Em declarações à Renascença, o padre Alfredo Gonçalves defende que "as igrejas devem fazer todos os esforços para chamar à reconciliação, pelo bem-estar do maior número de pessoas".
O que vai ser preciso fazer para unir os brasileiros?
Antes de tudo, essa divisão ao meio deve ser bem entendida. Não se trata exatamente de uma polarização equivalente como parte da comunicação social e do público tenta mostrar. Em lugar de dois "polos", o que se observa são duas visões da prática política. De um lado, o total desrespeito às regras do processo democrático, desrespeito acentuado no próprio processo eleitoral.
De outro lado, a tentativa de retornar à normalidade democrática, sob as diretrizes da Constituição. Neste sentido, não podemos colocar em pratos iguais da balança o fascismo populista e a busca por uma democratização necessária e urgente. A equivalência pode ser uma armadilha perigosa.
Penso que a resposta mais efetiva e seguir alargando o leque de representatividade, já demonstrado pelo candidato Lula, em vista de uma governabilidade com mais inclusão e participação.
Movimentos sociais, igreja, entidades, associações e organizações em geral têm aí uma tarefa conjunta e solidária.
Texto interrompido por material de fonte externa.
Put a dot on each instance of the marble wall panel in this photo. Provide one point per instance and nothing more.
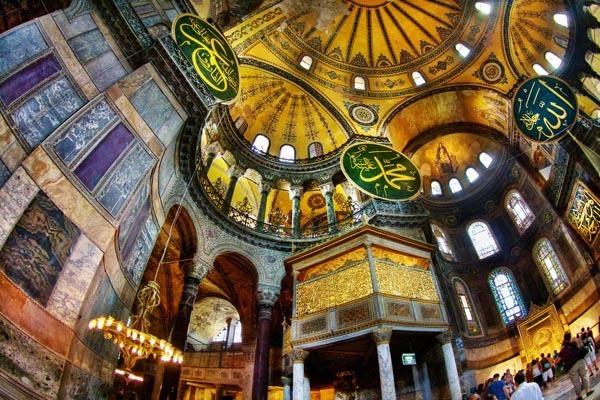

Não se trata de um combate igualitário entre duas forças, e sim de um combate entre as regras democráticas e a subversão de tais regras em favor dos privilégios da extrema-direita.
Que papel está reservado à Igreja na procura de uma solução apaziguadora?
A religião, em geral, e a igreja católica ou as igrejas pentecostais, em particular, tiveram papel relevante em todo processo eleitoral. Por parte de Bolsonaro, houve uma tentativa deliberada de manipular e instrumentalizar a fé em troca de votos. Nesse ponto, Lula se mostrou mais discreto e respeitoso.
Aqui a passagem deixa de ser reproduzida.